Time to act

| Updated on January 12, 2018

The Centre should stick to the schedule for implementing GAAR

With the General Anti Avoidance Rules set to come into force this April, suggestions to push the deadline are getting louder. The Centre, however, should go ahead with the enforcement of these rules that will give tax authorities the right to question all arrangements made specifically with the intent to avoid tax. When GAAR was first proposed in 2013, there had been a sell-off in equity markets, forcing the Centre to push the implementation date by two years. In 2015, Finance Minister Arun Jaitley gave a further reprieve, postponing the implementation by two more years, citing the impending adoption of the Base Erosion and Profit Shifting (BEPS) project recommendations as a reason. Pursuant to this, GAAR provisions will be applicable on the income arising 2017-18 onwards; investments made prior to April 1, 2017, are protected from these provisions.

While there are concerns from some quarters regarding the hardship that companies and individuals could face once GAAR is implemented — as tax authorities begin investigating and questioning all tax saving arrangements — these fears appear overdone. One, the key segment these rules were targeting were foreign portfolio investors who had set up shell companies in countries such as Mauritius and Singapore to save capital gains tax on their investments in Indian equity. Sufficient time has already been provided to these investors to route their investments through other countries. NSDL data show that incremental flows into Indian equity markets from Mauritius-based foreign investors was just ₹82,000 crore in the last three years.
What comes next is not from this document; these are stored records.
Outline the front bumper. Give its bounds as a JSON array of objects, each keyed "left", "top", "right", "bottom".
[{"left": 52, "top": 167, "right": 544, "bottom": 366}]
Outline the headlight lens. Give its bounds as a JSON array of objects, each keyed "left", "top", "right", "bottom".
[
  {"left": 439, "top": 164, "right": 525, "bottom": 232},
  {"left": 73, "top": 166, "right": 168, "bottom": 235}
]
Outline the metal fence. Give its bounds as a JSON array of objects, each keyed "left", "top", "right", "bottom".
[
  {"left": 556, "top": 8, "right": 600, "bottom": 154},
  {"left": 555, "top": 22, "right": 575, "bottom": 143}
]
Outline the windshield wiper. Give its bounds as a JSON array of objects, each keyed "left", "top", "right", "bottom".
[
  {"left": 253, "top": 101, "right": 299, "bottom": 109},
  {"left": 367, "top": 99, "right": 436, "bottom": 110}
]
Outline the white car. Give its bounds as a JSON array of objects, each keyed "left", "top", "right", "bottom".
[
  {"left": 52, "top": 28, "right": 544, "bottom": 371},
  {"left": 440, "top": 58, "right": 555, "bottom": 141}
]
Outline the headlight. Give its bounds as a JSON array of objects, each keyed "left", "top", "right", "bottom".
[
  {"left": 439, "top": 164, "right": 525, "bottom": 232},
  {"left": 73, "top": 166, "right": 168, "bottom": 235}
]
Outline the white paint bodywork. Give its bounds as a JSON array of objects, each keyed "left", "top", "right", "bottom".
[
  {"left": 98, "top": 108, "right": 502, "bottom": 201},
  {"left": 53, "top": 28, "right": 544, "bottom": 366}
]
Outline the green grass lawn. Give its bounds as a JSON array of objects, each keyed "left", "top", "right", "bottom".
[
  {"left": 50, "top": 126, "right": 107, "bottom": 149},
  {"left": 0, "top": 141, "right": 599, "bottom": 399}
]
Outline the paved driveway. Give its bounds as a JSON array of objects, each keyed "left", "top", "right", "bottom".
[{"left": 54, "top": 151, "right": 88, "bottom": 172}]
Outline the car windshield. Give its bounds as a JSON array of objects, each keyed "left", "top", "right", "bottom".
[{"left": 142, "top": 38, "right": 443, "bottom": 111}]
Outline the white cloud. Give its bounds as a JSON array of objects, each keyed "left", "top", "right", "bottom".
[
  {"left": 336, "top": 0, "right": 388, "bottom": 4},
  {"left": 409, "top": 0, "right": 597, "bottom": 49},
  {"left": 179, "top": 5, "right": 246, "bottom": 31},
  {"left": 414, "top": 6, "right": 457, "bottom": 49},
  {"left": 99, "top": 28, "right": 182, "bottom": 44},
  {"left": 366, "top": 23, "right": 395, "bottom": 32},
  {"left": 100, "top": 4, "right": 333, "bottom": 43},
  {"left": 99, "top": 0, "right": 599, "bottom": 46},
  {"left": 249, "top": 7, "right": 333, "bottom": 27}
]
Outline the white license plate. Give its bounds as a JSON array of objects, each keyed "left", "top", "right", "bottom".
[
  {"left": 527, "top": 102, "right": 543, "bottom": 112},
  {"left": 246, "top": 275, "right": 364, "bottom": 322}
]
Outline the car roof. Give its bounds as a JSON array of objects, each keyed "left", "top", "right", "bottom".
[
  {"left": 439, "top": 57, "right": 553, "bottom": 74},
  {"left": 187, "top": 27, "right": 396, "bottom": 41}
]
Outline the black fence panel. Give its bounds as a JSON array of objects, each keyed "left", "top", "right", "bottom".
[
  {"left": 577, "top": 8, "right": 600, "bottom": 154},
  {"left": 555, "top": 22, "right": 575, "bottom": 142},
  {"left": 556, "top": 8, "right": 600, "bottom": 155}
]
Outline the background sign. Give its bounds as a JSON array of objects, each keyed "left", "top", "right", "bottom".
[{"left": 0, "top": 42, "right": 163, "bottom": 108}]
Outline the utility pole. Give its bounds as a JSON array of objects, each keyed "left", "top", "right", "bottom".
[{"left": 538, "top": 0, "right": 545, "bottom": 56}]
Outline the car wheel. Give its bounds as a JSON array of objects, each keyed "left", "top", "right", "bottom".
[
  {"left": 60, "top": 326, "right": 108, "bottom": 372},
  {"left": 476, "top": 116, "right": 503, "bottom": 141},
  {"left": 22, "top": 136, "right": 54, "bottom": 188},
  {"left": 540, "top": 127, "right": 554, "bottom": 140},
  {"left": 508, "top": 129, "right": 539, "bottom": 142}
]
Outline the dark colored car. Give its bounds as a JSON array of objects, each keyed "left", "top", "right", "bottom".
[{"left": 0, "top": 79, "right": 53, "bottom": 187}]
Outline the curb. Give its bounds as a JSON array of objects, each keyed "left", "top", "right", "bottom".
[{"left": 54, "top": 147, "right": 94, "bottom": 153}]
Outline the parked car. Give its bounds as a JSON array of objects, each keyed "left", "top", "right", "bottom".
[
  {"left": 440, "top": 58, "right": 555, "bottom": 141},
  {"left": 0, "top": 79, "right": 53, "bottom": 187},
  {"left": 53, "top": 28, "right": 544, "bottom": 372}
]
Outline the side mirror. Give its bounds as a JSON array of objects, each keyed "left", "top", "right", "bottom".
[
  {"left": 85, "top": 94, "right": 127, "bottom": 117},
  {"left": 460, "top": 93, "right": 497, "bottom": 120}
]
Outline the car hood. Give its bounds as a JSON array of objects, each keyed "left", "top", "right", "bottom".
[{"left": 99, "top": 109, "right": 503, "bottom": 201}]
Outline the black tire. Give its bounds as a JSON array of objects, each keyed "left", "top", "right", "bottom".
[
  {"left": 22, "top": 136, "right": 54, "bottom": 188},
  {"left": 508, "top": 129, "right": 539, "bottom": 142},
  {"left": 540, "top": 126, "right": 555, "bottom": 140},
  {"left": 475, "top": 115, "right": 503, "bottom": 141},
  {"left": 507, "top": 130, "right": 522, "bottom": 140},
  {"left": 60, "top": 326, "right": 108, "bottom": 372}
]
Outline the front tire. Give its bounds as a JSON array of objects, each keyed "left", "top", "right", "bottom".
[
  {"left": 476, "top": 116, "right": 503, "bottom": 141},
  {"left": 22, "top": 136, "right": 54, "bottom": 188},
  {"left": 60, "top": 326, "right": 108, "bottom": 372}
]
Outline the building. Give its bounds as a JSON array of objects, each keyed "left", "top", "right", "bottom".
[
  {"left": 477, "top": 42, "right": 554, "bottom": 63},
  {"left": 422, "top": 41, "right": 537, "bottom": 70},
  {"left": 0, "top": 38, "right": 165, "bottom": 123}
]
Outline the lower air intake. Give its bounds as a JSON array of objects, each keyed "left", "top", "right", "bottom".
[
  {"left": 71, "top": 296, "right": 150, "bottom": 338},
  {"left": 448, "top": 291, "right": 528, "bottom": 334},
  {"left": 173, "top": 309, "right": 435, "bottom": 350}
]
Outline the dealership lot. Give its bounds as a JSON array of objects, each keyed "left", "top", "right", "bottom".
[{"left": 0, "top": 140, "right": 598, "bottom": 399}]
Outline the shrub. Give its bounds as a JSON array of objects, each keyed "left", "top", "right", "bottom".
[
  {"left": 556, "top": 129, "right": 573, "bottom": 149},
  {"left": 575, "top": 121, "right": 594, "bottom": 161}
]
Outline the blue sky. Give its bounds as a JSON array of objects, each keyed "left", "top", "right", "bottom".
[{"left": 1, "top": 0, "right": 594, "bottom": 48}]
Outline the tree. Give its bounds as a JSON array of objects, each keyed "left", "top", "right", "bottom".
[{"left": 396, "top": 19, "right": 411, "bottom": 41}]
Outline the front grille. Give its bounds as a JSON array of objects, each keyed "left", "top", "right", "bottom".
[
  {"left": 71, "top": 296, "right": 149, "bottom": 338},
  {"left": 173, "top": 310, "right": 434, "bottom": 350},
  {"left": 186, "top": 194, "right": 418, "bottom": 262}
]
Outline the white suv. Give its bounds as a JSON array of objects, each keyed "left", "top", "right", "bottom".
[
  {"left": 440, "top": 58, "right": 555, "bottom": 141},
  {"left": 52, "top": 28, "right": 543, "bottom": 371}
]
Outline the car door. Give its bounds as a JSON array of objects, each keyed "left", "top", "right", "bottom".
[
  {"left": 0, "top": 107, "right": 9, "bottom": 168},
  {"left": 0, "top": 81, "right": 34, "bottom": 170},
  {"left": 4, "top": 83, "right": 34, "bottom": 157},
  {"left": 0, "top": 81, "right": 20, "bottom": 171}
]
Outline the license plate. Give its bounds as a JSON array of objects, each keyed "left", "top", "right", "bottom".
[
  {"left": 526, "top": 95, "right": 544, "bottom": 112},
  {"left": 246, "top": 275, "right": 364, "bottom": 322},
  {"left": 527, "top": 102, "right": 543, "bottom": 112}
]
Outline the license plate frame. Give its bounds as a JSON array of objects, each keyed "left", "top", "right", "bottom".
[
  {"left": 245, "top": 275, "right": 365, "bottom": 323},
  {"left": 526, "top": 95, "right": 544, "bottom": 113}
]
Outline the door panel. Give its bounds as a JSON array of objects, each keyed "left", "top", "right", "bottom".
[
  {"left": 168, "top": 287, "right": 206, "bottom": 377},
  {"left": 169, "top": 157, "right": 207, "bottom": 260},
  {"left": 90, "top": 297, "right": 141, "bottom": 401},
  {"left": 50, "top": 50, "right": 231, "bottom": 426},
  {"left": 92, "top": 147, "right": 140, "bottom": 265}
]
This is far lower than the ₹2,75,000 crore received from investors based in the US. The changes made in the double tax avoidance treaties of Mauritius and Singapore have also rendered these routes quite ineffective in saving tax. While some short-term volatility is possible in stock markets, most foreign investors are likely to be sufficiently prepared for the onset of the GAAR regime. Two, participatory notes and foreign portfolio investors not using double tax treaties are excluded from the ambit of these rules. Three, foreign direct flows from Mauritius have not been affected in the last 12 months indicating that these are being channelled through more authentic arrangements.

Concerns regarding tax terrorism affecting common taxpayers are a little stretched, for GAAR applies only on transactions where the monetary benefit derived from the tax-saving arrangement exceeds ₹3 crore. Only high networth individuals or corporates deploying innovative ways to mitigate tax will fall within the ambit of these rules.